Too provocative, in the view of some high school officials and parents. At least three of the planned high school productions, in California, Texas and West Virginia, have been canceled after administrators or parents raised objections about the show’s morality, its portrayals of homosexuality and theft, and its frank discussions of drug use and H.I.V., according to administrators, teachers and parents involved in those cases.
“Rent,” which ran on Broadway for more than 12 years and in 1996 won the Pulitzer Prize and the Tony Award, is based loosely on Puccini’s opera “La Bohème.” It centers on a group of artists, straight and gay, living in the East Village. Some are H.I.V. positive; some are drug addicts; some are in recovery.

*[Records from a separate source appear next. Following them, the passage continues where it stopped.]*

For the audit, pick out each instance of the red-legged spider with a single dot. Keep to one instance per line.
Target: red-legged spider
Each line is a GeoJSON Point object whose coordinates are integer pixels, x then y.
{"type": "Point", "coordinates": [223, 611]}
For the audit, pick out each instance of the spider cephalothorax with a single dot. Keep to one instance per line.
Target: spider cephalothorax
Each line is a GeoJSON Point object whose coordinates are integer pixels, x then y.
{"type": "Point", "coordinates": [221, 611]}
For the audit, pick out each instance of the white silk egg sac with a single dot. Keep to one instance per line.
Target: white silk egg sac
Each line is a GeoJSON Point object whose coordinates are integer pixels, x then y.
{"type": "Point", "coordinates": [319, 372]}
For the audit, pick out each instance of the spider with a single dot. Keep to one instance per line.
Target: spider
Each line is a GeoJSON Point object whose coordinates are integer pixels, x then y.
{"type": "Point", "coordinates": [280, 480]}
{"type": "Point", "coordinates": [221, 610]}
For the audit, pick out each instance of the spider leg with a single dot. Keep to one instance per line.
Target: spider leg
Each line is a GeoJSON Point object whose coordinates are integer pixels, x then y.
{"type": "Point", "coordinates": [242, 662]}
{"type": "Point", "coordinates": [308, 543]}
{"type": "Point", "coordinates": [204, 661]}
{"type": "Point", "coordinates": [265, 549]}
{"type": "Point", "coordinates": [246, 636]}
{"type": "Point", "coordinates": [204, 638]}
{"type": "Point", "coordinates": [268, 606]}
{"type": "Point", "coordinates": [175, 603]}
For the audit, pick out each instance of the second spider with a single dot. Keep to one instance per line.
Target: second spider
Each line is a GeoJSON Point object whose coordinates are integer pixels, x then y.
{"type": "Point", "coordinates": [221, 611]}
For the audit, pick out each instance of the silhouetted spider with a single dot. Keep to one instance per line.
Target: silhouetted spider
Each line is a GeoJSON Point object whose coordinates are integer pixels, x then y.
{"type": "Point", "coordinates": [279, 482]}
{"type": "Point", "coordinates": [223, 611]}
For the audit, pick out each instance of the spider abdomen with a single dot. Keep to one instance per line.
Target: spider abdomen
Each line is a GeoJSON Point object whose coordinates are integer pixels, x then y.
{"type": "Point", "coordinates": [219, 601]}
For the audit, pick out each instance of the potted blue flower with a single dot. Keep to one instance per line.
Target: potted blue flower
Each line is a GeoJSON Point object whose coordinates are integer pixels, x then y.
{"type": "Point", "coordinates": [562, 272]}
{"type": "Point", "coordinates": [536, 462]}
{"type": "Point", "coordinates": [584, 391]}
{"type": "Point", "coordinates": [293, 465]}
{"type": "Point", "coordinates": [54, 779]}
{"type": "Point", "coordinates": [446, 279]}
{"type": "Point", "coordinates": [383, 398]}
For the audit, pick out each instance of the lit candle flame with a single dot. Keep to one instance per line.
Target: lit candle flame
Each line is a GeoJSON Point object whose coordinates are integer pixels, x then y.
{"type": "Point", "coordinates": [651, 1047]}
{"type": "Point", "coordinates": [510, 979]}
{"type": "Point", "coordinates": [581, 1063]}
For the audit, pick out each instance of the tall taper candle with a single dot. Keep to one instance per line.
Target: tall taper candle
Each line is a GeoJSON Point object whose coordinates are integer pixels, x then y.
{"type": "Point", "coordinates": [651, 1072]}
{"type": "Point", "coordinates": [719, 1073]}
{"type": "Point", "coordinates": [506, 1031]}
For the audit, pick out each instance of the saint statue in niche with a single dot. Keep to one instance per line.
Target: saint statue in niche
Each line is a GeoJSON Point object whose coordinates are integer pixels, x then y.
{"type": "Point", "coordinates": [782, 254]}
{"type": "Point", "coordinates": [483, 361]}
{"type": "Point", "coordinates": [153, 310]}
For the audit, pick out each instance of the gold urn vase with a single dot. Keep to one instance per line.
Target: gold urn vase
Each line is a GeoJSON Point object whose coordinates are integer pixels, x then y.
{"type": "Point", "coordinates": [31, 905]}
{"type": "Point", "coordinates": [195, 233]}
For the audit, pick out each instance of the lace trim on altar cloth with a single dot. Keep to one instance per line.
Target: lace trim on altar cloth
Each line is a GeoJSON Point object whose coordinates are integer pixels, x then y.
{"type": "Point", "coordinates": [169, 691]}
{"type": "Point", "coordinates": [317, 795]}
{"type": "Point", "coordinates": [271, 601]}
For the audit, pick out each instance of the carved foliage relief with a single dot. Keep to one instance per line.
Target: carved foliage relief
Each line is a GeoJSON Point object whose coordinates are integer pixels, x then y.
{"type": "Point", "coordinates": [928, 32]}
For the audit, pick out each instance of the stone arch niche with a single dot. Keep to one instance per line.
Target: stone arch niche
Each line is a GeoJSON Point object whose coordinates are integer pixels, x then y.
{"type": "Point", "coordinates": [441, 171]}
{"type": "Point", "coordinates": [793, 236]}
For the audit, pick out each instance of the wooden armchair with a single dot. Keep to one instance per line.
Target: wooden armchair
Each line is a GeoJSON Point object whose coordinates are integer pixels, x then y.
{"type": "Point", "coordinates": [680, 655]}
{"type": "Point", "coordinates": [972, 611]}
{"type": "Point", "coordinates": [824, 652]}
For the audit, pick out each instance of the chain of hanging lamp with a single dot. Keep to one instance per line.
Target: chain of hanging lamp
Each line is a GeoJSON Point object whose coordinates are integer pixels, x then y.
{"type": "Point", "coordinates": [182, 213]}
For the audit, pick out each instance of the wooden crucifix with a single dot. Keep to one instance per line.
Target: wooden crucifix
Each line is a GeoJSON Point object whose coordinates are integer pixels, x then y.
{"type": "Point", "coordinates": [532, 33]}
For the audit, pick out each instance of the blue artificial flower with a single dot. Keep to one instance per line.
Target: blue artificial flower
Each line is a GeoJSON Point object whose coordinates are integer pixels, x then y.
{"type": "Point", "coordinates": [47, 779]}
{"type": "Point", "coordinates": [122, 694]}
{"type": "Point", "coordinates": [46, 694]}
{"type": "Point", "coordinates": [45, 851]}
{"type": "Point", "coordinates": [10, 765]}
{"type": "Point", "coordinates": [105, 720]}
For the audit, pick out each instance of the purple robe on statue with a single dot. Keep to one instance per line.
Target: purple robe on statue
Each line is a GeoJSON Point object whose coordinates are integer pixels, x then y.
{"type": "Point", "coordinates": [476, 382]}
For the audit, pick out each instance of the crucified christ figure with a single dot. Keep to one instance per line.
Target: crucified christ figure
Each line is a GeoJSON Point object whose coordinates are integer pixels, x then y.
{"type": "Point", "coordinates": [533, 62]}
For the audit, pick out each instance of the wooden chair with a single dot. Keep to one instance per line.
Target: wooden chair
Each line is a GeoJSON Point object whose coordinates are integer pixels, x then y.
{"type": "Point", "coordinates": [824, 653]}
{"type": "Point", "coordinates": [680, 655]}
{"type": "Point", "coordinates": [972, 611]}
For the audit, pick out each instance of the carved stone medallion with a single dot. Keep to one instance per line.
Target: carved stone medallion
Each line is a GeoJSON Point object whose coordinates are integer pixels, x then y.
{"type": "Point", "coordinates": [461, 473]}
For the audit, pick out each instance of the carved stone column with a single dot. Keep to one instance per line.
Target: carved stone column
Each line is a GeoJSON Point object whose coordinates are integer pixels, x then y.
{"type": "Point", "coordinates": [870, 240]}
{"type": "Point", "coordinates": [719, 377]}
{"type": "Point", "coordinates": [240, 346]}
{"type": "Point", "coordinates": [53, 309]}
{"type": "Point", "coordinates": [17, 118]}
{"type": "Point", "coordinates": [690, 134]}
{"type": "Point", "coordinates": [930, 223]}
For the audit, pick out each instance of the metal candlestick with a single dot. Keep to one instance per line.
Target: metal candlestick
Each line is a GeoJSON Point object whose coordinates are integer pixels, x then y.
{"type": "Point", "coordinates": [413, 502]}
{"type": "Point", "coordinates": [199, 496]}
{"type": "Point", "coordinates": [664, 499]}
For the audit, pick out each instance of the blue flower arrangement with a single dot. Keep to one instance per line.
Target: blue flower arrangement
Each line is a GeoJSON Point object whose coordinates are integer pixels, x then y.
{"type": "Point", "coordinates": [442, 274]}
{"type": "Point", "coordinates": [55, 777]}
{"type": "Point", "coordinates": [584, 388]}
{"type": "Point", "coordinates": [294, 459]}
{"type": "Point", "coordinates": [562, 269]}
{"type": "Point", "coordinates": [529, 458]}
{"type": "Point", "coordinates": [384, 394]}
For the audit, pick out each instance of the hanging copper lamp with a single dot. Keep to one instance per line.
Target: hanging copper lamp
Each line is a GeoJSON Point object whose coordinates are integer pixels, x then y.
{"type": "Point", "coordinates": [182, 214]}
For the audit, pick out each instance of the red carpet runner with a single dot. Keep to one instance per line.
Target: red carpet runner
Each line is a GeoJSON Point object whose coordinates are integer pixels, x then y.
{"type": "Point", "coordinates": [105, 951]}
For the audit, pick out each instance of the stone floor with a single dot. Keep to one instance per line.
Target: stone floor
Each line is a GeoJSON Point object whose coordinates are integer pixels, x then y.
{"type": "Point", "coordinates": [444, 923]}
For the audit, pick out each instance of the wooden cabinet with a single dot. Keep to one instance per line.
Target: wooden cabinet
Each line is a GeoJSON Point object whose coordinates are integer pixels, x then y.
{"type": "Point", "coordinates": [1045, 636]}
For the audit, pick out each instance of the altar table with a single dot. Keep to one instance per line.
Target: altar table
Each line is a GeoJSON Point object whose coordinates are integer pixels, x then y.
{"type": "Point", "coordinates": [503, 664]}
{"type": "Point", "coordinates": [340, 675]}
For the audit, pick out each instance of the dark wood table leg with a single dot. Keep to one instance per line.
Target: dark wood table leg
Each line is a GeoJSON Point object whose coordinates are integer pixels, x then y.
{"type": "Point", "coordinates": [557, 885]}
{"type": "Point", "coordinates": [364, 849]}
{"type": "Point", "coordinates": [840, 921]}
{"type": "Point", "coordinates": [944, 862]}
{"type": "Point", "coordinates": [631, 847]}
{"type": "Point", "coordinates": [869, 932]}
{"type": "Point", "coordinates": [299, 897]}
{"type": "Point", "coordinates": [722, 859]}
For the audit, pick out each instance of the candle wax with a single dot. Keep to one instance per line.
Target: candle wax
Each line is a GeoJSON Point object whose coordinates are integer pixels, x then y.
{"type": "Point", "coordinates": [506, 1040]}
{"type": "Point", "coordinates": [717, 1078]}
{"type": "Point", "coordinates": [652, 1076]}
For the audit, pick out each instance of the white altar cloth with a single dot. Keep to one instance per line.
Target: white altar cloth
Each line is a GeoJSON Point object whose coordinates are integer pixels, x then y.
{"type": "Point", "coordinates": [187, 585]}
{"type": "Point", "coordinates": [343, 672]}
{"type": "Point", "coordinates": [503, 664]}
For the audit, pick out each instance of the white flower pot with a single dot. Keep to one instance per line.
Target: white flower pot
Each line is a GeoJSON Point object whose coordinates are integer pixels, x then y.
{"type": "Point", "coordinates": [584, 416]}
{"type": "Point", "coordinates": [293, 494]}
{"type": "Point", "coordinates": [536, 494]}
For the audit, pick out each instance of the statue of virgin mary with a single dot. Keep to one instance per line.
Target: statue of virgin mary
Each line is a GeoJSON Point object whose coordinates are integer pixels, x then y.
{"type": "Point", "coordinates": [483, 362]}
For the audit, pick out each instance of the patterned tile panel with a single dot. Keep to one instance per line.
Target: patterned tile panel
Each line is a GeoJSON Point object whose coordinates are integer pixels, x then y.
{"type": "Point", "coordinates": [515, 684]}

None of these aspects have been altered for the high school version. The main changes are the deletion of some profane dialogue and lyrics as well as a song, “Contact,” that is sexually explicit. In “Rent,” that song accompanies the death of Angel, a gay drag queen with AIDS; in the high school version, his death unfolds in an earlier song.
The 2008-9 school year is the first in which the school edition of “Rent” — which was approved by the estate of Jonathan Larson, the “Rent” creator who died in 1996 — has been available to high schools.
The New York producers of “Rent,” who receive some royalties from the school edition, said they hoped it would become a new, revenue-generating staple of the high school musical landscape, as well as a teaching tool that augments sex education and draws teenagers to acting and theater with a more modern production than, say, “The Music Man.”